Several years ago I traveled to Toronto, Ontario, for a conservation biology conference. The city sits on the edge of Lake Ontario, and one evening I wandered down to Leslie Street Spit, a three-mile-long peninsula formed from construction debris dumped there during the last century. Upon that rubble grew an unlikely urban wilderness, which is now home to North America’s largest colony of double-crested cormorants—large, fish-eating waterbirds with black plumage and bright blue eyes.
By historical standards Leslie Street Spit’s 30,000 birds were not an exceptionally large colony, but they were still awesome to behold. Even from the distance I kept so as to avoid disturbing them, their physical presence was palpable. It recalled wildlife documentaries on wildebeest migration and emperor penguins, or the sci-fi film trope of a spaceship descending into an extraterrestrial city, vast and teeming, at once alien but recognizable. Shorelines were black with their bodies; each tree might have several dozen nests, built from large sticks in a ramshackle fashion that belied their ability to withstand winds blustering off the lake. On the ground their nests were separated by only a neck’s length. The landscape pulsed with the small movements of mates preening and tending to their young. Their low grunting voices made the air thrum.
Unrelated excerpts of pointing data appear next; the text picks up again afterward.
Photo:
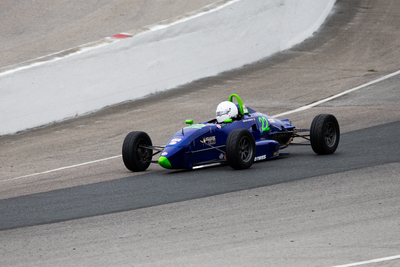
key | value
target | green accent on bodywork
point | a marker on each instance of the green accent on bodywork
(242, 108)
(264, 123)
(197, 126)
(164, 162)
Back in Maine, I had grown up disliking cormorants, regarding them as gluttonous competitors for the fish I wanted to catch. Eventually I stopped fishing, but well before that, I decided that their claim trumped mine. How could I begrudge them the fish they relied upon to survive but I caught only for fun? Ever since then I’ve felt an extra affection for them, a bit like when a former nemesis becomes a friend. I’ve also come to see my original antipathy as unwittingly reflecting a millennia-long vilification of the birds.